La cour ayant fait droit à sa demande de rappel d'heures supplémentaires, il convient de faire droit à sa demande, soit une somme de 1757.20 €, le décompte qu'elle produit n'étant pas y compris subsidiairement discuté par l'employeur ;
VIII - Sur les autres demandes
Les dispositions du jugement relatives aux dépens et aux indemnités de procédure seront confirmées ;
En cause d'appel, la société Stéphano Toselli qui perd le procès sera condamnée aux dépens d'appel et déboutée de sa demande fondée sur l'article 700 du code de procédure civile.
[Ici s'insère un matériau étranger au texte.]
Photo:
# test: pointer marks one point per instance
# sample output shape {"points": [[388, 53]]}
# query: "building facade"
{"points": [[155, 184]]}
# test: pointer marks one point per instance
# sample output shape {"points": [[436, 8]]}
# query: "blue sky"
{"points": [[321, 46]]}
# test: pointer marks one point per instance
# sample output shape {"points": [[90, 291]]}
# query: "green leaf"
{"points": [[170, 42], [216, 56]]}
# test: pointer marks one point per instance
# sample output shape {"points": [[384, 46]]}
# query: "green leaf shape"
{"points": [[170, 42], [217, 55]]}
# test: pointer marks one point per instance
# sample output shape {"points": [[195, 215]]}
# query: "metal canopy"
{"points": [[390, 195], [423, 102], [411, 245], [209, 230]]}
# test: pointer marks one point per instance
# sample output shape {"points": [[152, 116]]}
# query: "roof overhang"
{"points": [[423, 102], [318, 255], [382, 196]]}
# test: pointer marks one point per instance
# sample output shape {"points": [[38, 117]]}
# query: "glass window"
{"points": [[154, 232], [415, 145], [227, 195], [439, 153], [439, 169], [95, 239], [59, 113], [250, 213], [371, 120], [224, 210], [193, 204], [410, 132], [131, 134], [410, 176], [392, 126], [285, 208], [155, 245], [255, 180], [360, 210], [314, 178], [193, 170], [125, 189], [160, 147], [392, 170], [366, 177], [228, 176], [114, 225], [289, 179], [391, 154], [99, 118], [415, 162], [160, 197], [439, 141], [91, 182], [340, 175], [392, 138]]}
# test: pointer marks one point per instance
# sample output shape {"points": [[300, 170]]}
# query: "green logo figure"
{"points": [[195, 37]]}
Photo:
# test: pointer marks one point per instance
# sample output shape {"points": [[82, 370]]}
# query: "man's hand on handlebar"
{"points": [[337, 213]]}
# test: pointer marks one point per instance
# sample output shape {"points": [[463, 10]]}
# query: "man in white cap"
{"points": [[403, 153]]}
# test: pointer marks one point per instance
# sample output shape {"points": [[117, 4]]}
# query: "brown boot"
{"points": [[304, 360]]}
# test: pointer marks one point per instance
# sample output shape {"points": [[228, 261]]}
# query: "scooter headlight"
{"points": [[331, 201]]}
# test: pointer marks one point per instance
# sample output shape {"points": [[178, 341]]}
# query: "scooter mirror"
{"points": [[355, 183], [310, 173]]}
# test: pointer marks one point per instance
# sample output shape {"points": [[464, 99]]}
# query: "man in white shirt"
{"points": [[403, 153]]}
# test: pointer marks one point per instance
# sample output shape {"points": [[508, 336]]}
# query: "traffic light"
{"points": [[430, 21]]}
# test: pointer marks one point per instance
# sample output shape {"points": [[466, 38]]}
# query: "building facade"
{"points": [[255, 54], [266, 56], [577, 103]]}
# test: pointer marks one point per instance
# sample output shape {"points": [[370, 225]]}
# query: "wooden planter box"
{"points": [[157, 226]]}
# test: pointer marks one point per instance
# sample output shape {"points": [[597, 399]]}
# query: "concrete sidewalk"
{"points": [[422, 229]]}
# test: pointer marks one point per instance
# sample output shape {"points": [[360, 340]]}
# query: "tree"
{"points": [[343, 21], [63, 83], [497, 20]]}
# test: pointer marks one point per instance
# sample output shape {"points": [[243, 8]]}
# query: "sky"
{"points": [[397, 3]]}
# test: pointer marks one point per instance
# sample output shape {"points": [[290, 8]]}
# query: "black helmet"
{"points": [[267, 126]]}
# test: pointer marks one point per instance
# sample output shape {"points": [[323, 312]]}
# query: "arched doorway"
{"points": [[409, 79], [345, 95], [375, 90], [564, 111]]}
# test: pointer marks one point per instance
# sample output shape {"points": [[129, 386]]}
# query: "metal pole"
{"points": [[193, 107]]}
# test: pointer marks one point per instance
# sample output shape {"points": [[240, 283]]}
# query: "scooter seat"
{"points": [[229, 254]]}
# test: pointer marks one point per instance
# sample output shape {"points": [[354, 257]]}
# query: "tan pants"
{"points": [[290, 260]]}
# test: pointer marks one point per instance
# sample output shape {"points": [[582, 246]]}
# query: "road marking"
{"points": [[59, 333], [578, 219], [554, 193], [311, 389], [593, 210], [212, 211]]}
En équité, elle réglera, sur ce même fondement, une somme de 1500 € à Mme [D] ;
En dépit des développements contenus dans ses écritures, le dispositif des conclusions de la salariée ne contient aucune demande au titre de la rectification de son solde de tout compte ou de remise des documents de fin de contrat ;
La remise des bulletins de paie demandés sera ordonnée sans qu'il y ait lieu de l'assortir d'une astreinte en l'absence d'allégation de circonstances le justifiant ;
La salariée ayant plus de deux ans d'ancienneté et l'entreprise occupant habituellement au moins onze salariés, il convient de faire application des dispositions de l'article L.1235-4 du code du travail et d'ordonner à l'employeur de rembourser à l'antenne pôle emploi concernée les indemnités de chômage versées à l'intéressée depuis son licenciement dans la limite de trois mois de prestations ;
PAR CES MOTIFS
LA COUR
Infirme le jugement rendu le 12 novembre 2020 par le conseil de prud'hommes de Lisieux sauf en ses dispositions relatives aux dépens et aux indemnités de procédure ;
Statuant à nouveau dans cette limite et y ajoutant ;
Dit la cour non saisie d'une prétention fondée sur la prescription du rappel de salaire pour les heures supplémentaires ;
Dit inopposable la convention de forfait ;
Dit la procédure de licenciement irrégulière ;
Dit le licenciement sans cause réelle et sérieuse ;
Condamne la société StéphanoToselli à payer à Mme [D] les sommes suivantes :
- 37.430,66 € bruts à titre de rappel de salaire pour heures supplémentaires,
- 3.743,07 € bruts à titre d'indemnité de congés payés y afférents,
- 15 558.02 € à titre de contrepartie en repos non pris,
- 1.308,01 € bruts à titre rappel de prime d'ancienneté,
- 130,80 € bruts à titre d'indemnité de congés payés y afférents,
- 1.751,96 € bruts à titre de rappel de salaire de majoration de travail le dimanche,
- 175,20 € bruts à titre d'indemnité de congés payés y afférents,
- 692,25 € bruts à titre de rappel de salaire de majoration de travail les jours fériés,
- 69,25 € bruts à titre d'indemnité de congés payés y afférents,
- 4006 € au titre de la prime d'objectifs pour 2018, outre celle de 400.60 € au titre des congés payés afférents,
- 1757,20 € à titre de rappel de complément d'indemnité légale de licenciement,
- 20 000,00 € à titre de dommages et intérêts pour licenciement sans cause réelle et sérieuse,
Déboute Mme [D] de ses autres demandes ;
Ordonne à la société Stéphano Toselli de remettre à Mme [D] des bulletins de salaire complémentaires (à raison d'un bulletin par année) conformes au présent arrêt, ce dans le délai d'un mois à compter de sa signification, sans qu'il soit besoin d'assortir cette condamnation d'une astreinte ;
Condamne la société StéphanoToselli à payer à Mme [D] la somme de 1500 € sur le fondement de l'article 700 du code de procédure civile ;
La déboute de sa demande aux mêmes fins ;
Dit que les sommes à caractère salarial produiront intérêt au taux légal à compter de l'avis de réception de la convocation de l'employeur devant le conseil de prud'hommes ;
Dit que les sommes à caractère indemnitaire produiront intérêt au taux légal à compter du présent arrêt ;
Dit que les intérêts se capitaliseront quand ils seront dus pour une année entière ;
Condamne la société StéphanoToselli à rembourser à l'antenne pôle emploi concernée les indemnités de chômage versées à l'intéressée depuis son licenciement dans la limite de trois mois de prestations ;
Condamne la société StéphanoToselli aux dépens d'appel.